There is the sensation that a surprise announcement could hit the headlines today, as the European Central Bank (ECB) meets in Frankfurt.
The ECB is expected to leave its interest rate policy unchanged, yet to hint at the future of its Quantitative Easing (QE) program, which is due to end in March 2017.
Again, market expectations are big, yet blurred. Regarding the future of the ECB’s asset purchases program, markets have been given free rein to their imagination on what could be the next step.
It is clear that the ECB would have a hard time carrying on with its monthly 80 billion euros worth of bond purchases, given that the pool of eligible assets has been drying up at a dangerous speed. If the ECB wants to stick with its 80 billion euro worth of purchases, it will need to change the rules of the game. Mr Draghi could opt for a significant modification in its portfolio allocation, which could potentially involve broader corporate bond purchases, a change in capital ratio, or simply expanding the purchases to new asset classes.
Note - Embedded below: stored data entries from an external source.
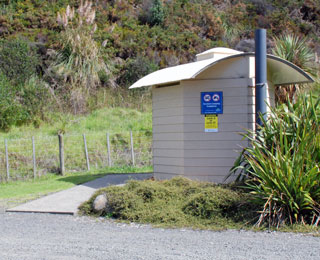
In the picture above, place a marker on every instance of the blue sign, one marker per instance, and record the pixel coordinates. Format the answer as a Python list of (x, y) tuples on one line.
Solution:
[(212, 103)]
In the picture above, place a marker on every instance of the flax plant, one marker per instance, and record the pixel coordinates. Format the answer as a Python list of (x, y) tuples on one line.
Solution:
[(79, 61), (281, 168), (296, 50)]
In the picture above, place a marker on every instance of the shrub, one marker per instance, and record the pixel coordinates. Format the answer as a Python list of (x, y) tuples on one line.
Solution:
[(78, 64), (11, 111), (136, 69), (281, 167), (178, 201), (210, 203), (18, 60)]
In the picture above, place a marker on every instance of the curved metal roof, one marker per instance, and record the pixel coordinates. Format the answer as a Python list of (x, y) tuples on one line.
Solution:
[(280, 72)]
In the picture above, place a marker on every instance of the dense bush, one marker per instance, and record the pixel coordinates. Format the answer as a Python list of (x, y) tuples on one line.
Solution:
[(11, 112), (18, 60), (136, 69), (282, 165), (179, 202)]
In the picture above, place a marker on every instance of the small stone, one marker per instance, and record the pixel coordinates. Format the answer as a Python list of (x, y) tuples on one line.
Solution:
[(100, 203)]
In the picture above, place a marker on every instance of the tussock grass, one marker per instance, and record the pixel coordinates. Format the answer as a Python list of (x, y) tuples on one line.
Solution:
[(178, 202)]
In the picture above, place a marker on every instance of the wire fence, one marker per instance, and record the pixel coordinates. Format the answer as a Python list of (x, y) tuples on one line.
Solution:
[(27, 158)]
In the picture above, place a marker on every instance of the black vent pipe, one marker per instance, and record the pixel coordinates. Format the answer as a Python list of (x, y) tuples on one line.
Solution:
[(261, 73)]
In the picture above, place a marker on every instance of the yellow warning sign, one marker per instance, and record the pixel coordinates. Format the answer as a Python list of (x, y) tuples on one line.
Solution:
[(211, 123)]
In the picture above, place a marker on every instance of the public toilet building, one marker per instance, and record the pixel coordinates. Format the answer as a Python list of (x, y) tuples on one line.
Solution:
[(200, 109)]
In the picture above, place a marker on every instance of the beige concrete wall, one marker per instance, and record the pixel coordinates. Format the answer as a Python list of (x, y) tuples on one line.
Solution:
[(180, 144), (167, 117)]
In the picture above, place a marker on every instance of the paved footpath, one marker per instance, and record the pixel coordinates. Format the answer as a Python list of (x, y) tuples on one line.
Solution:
[(32, 236), (68, 201)]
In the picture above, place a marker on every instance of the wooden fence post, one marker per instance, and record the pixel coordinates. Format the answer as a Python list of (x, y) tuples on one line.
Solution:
[(7, 159), (61, 154), (86, 151), (109, 152), (34, 158), (132, 150)]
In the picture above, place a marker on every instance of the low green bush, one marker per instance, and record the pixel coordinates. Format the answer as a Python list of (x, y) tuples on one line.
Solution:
[(18, 60), (175, 202), (281, 168)]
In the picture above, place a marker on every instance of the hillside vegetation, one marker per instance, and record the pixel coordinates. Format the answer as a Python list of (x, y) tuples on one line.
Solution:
[(72, 56)]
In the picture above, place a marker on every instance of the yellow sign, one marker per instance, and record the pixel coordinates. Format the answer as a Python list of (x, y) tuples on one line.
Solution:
[(211, 123)]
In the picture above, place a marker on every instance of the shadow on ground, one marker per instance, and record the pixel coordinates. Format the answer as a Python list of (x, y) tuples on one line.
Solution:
[(102, 180)]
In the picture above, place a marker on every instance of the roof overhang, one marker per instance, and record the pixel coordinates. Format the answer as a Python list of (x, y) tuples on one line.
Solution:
[(280, 72)]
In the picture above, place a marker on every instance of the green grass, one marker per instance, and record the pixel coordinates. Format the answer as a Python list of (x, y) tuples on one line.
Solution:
[(118, 122), (180, 202), (13, 193), (103, 120)]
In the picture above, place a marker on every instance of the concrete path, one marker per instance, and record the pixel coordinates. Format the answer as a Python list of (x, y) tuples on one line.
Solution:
[(68, 201)]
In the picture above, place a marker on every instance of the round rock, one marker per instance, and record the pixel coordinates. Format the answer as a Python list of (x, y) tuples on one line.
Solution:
[(100, 203)]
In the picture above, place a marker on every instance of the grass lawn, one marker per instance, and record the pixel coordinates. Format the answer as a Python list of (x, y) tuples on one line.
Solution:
[(104, 120), (13, 193)]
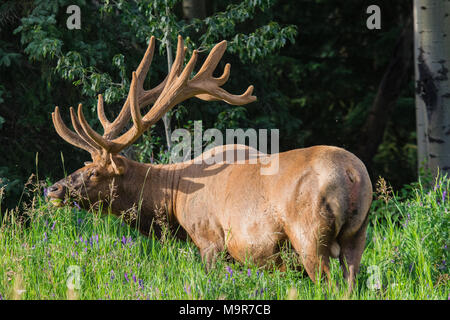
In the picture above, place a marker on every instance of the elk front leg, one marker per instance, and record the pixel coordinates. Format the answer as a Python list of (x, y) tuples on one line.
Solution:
[(209, 255), (313, 248), (352, 248)]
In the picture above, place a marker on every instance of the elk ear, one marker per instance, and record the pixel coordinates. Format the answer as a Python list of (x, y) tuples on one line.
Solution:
[(118, 166)]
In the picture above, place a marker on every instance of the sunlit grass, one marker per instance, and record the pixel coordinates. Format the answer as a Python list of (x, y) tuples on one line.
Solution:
[(406, 257)]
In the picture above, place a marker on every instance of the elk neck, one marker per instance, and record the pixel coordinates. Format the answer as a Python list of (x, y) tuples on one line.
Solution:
[(152, 189)]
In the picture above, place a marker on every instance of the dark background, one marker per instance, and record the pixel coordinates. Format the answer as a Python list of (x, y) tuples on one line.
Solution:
[(318, 90)]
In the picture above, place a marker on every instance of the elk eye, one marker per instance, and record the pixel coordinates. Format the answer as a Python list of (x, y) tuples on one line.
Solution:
[(93, 173)]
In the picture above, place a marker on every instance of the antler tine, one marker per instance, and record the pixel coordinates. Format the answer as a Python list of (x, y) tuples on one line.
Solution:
[(79, 130), (146, 62), (98, 139), (146, 97), (209, 86), (175, 88), (69, 135), (134, 105)]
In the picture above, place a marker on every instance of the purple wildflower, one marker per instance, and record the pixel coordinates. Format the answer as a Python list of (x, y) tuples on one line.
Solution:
[(187, 289), (230, 271)]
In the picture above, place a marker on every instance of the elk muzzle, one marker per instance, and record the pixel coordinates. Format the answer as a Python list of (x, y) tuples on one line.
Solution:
[(56, 194)]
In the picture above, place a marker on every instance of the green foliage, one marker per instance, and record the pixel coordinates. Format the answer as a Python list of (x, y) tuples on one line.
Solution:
[(315, 68), (404, 259)]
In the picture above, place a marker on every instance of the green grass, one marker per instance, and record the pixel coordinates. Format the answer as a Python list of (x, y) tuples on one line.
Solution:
[(406, 257)]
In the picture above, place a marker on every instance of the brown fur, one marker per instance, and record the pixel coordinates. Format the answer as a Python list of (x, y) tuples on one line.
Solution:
[(320, 197), (318, 200)]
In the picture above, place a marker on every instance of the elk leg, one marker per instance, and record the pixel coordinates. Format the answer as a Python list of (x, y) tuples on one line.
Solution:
[(209, 255), (352, 248), (313, 251)]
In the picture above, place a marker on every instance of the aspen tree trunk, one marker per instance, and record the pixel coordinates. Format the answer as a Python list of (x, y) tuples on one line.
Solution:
[(432, 51), (166, 118)]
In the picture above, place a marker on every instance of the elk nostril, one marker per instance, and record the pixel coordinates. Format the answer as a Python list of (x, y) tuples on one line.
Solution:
[(53, 188)]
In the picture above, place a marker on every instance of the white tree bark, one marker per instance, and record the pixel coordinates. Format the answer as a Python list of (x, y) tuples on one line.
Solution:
[(432, 51), (166, 118)]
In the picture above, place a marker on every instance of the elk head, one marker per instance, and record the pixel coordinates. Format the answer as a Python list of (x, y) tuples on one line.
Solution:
[(109, 170)]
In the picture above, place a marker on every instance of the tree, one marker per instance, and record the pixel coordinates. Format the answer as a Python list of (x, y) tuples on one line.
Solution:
[(432, 47)]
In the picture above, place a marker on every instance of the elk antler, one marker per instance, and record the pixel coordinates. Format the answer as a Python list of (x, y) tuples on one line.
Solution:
[(176, 88)]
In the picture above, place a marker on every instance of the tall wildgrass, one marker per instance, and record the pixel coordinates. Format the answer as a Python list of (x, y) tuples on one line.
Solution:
[(68, 253)]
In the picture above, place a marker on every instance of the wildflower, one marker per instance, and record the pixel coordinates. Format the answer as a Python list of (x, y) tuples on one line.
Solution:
[(230, 271), (187, 289)]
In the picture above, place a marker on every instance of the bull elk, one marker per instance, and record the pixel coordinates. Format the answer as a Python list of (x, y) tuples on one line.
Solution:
[(319, 199)]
There are also talks of a potential tapering plan, which would include a combination of a monthly 60 billion worth asset purchases and a six-month expansion, or more.
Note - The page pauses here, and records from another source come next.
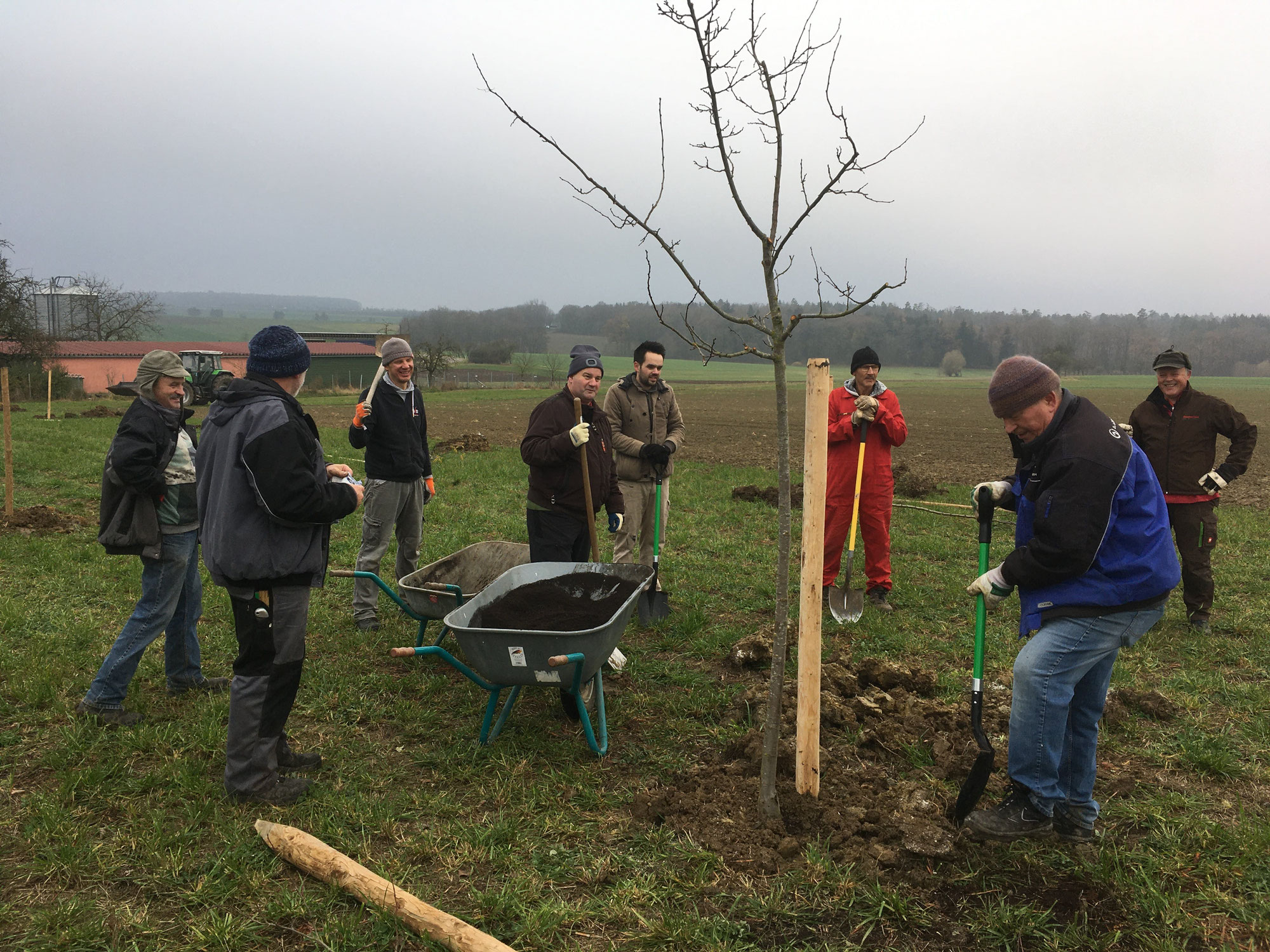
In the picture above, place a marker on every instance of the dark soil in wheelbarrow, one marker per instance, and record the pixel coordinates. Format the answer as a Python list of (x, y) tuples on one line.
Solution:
[(572, 602)]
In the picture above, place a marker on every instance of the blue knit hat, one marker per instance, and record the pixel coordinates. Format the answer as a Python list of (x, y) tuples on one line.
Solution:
[(585, 356), (277, 351)]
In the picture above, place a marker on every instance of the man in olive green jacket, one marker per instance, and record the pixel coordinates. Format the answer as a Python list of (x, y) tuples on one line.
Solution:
[(648, 430)]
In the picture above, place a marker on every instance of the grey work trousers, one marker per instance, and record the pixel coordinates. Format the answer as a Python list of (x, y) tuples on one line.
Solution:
[(641, 508), (388, 506), (266, 681)]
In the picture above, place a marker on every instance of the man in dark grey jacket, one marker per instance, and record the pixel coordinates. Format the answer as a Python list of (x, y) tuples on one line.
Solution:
[(267, 499)]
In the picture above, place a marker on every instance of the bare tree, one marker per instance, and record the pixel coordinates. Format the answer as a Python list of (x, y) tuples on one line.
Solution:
[(110, 313), (436, 356), (740, 82)]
Finally, we equally consider the possibility of a major shift from a Quantitative Easing to a ‘Qualitative Easing’ following in the footsteps of the Bank of Japan (BoJ).
In this perspective, the ECB could also prefer adopting a similar strategy to the BoJ, that would provide it with a greater intimacy, hence a broader power of action in term.
Such ‘Qualitative Easing’ would also have the advantage of smoothing the yields, hence controlling the spread between the underlying sovereign yield curves.
Global stock rally continues
Despite the strongly overbought market conditions, the global stock rally continues gathering momentum.
US stocks are extending gains towards fresh all-time highs, while Asian, British and European stocks continue firming, regardless of soft macro data and slippery political ground. Even Italy’s FTSE MIB has stepped into the bull market.
Although we envisage the exhaustion of the actual rally sooner rather than later, the upside potential in the stock markets in such a challenging macro-political environment remains intriguing. Therefore, we remain alert for a potential squeeze in the global equity complex.